Ergänzt wird das System durch Inserter, die definierte Materialien oder Zwischenlagen automatisiert in den Produktionsprozess einbringen können. Für die anschließende Versandvorbereitung stehen Packpressen und Bündelmaschinen zur Verfügung. Sie sorgen dafür, dass die produzierten Verpackungen kompakt zusammengefasst, gesichert und für den weiteren Transport vorbereitet werden.

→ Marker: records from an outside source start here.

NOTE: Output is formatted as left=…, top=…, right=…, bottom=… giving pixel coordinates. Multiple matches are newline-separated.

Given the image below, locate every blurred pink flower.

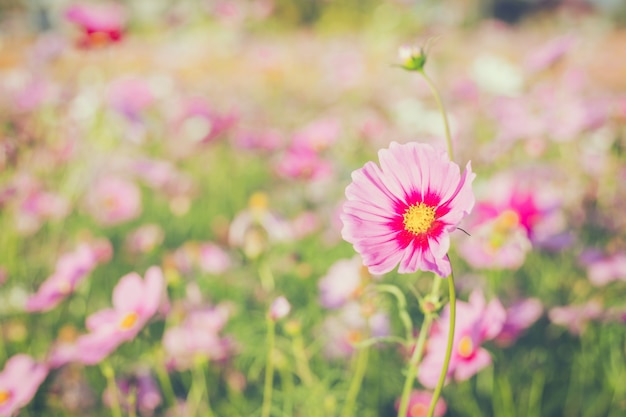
left=0, top=353, right=48, bottom=417
left=174, top=97, right=238, bottom=146
left=107, top=77, right=154, bottom=121
left=291, top=118, right=341, bottom=152
left=341, top=142, right=475, bottom=277
left=76, top=267, right=166, bottom=365
left=276, top=146, right=333, bottom=180
left=396, top=390, right=448, bottom=417
left=269, top=295, right=291, bottom=321
left=526, top=35, right=575, bottom=72
left=458, top=210, right=532, bottom=269
left=318, top=256, right=369, bottom=309
left=418, top=291, right=506, bottom=388
left=26, top=240, right=111, bottom=312
left=65, top=3, right=126, bottom=48
left=87, top=177, right=141, bottom=226
left=548, top=300, right=604, bottom=335
left=320, top=301, right=391, bottom=359
left=126, top=223, right=165, bottom=254
left=495, top=298, right=543, bottom=347
left=198, top=242, right=232, bottom=275
left=163, top=306, right=233, bottom=370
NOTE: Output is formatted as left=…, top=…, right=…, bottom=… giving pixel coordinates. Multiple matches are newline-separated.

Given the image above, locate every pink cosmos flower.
left=396, top=390, right=448, bottom=417
left=163, top=306, right=233, bottom=370
left=26, top=240, right=111, bottom=312
left=0, top=353, right=48, bottom=417
left=318, top=256, right=369, bottom=309
left=321, top=301, right=391, bottom=359
left=87, top=177, right=141, bottom=226
left=494, top=298, right=543, bottom=347
left=269, top=295, right=291, bottom=321
left=76, top=267, right=166, bottom=365
left=65, top=3, right=126, bottom=48
left=341, top=142, right=475, bottom=277
left=418, top=291, right=506, bottom=388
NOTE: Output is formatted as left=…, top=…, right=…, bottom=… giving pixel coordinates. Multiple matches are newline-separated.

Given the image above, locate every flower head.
left=76, top=267, right=166, bottom=365
left=341, top=142, right=475, bottom=277
left=0, top=354, right=48, bottom=416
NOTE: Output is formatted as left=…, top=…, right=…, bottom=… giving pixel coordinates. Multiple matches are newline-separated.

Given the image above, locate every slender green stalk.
left=100, top=361, right=122, bottom=417
left=261, top=317, right=276, bottom=417
left=291, top=332, right=314, bottom=386
left=341, top=347, right=369, bottom=417
left=398, top=275, right=442, bottom=417
left=187, top=359, right=215, bottom=417
left=418, top=69, right=454, bottom=160
left=428, top=272, right=456, bottom=417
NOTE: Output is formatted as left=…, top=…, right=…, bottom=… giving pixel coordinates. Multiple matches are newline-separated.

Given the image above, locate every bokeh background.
left=0, top=0, right=626, bottom=417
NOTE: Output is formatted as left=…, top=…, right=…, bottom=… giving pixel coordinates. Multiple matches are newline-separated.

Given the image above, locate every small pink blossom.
left=341, top=142, right=475, bottom=277
left=65, top=3, right=126, bottom=48
left=26, top=240, right=111, bottom=312
left=318, top=256, right=369, bottom=309
left=320, top=301, right=391, bottom=359
left=0, top=353, right=48, bottom=417
left=396, top=390, right=448, bottom=417
left=87, top=177, right=141, bottom=226
left=163, top=306, right=233, bottom=370
left=276, top=146, right=333, bottom=180
left=76, top=267, right=166, bottom=365
left=198, top=242, right=232, bottom=275
left=418, top=291, right=506, bottom=388
left=495, top=298, right=543, bottom=347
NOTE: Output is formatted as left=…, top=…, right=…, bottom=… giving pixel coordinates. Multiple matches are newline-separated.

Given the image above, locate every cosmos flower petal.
left=340, top=142, right=474, bottom=276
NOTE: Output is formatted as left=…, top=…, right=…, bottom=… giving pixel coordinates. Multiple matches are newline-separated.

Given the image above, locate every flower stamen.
left=403, top=203, right=435, bottom=235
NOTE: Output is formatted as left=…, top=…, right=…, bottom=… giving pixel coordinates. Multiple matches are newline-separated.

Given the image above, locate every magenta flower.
left=419, top=291, right=506, bottom=388
left=87, top=177, right=141, bottom=226
left=76, top=267, right=166, bottom=365
left=26, top=241, right=110, bottom=312
left=396, top=390, right=448, bottom=417
left=65, top=3, right=126, bottom=48
left=0, top=353, right=48, bottom=417
left=341, top=142, right=475, bottom=277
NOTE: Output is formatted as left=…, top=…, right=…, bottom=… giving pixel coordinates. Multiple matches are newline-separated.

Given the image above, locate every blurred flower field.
left=0, top=0, right=626, bottom=417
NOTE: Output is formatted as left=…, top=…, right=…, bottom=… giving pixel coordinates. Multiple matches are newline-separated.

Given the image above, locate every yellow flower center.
left=0, top=390, right=11, bottom=405
left=403, top=203, right=435, bottom=235
left=409, top=403, right=428, bottom=417
left=459, top=336, right=474, bottom=358
left=120, top=311, right=139, bottom=330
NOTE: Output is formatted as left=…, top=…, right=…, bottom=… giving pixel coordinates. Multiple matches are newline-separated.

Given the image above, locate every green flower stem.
left=428, top=272, right=456, bottom=417
left=100, top=362, right=122, bottom=417
left=341, top=347, right=369, bottom=417
left=398, top=275, right=442, bottom=417
left=187, top=358, right=215, bottom=417
left=291, top=332, right=314, bottom=386
left=418, top=69, right=454, bottom=161
left=261, top=317, right=276, bottom=417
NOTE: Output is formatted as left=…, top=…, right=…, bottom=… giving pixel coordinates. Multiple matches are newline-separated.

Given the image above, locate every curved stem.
left=398, top=275, right=441, bottom=417
left=261, top=318, right=276, bottom=417
left=419, top=70, right=454, bottom=161
left=428, top=272, right=456, bottom=417
left=341, top=347, right=369, bottom=417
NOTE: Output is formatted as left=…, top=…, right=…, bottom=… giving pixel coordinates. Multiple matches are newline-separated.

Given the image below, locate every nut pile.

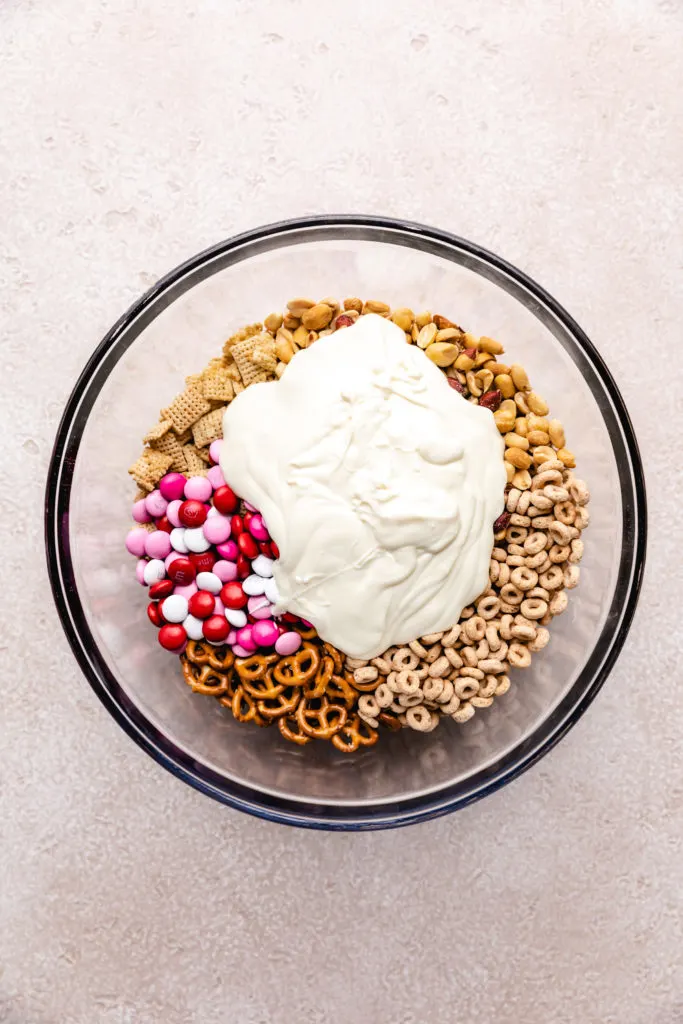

Durch das Zusammenspiel dieser Systeme entsteht ein weitgehend durchgängiger Materialfluss – von der Produktion über die Weiterverarbeitung bis hin zur gebündelten oder palettierten Ware.

Produktionshalle

Unsere Produktionshalle am Laubacher Weg 14–16 in Diemelstadt-Rhoden wurde 2011 errichtet. Heute stehen uns dort insgesamt rund 26.000 m² Produktionsfläche zur Verfügung. Davon kamen im Zuge einer Erweiterung im Jahr 2017 weitere 10.000 m² hinzu.

Der Ausbau wurde notwendig, um auf die gestiegene Nachfrage und den damit verbundenen höheren Produktionsbedarf reagieren zu können. Die neue Halle wurde in Fertigteil-Skelettbauweise errichtet und an zwei Seiten direkt an die bestehende Produktionshalle angebunden. Im Neubau entstand Platz für neun zusätzliche Fertigungsstränge und damit für eine deutliche Erweiterung unserer Produktionskapazitäten.

Ein besonderes architektonisches Merkmal ist die transluzente Fassade aus Mehrfach-Stegplatten mit Stahl-Unterkonstruktion. Sie nutzt das natürliche Tageslicht und sorgt sowohl im Innen- als auch im Außenraum für wechselnde Lichteffekte. Je nach Tageszeit und Beleuchtung verändert die Halle dabei ihren Charakter: Sie kann von innen heraus leuchten, ihre Umgebung spiegeln und sich optisch in diese einfügen oder dezent in den Hintergrund treten.

So verbindet die Produktionshalle eine hohe industrielle Funktionalität mit einer außergewöhnlichen und zugleich lichtdurchlässigen Architektur.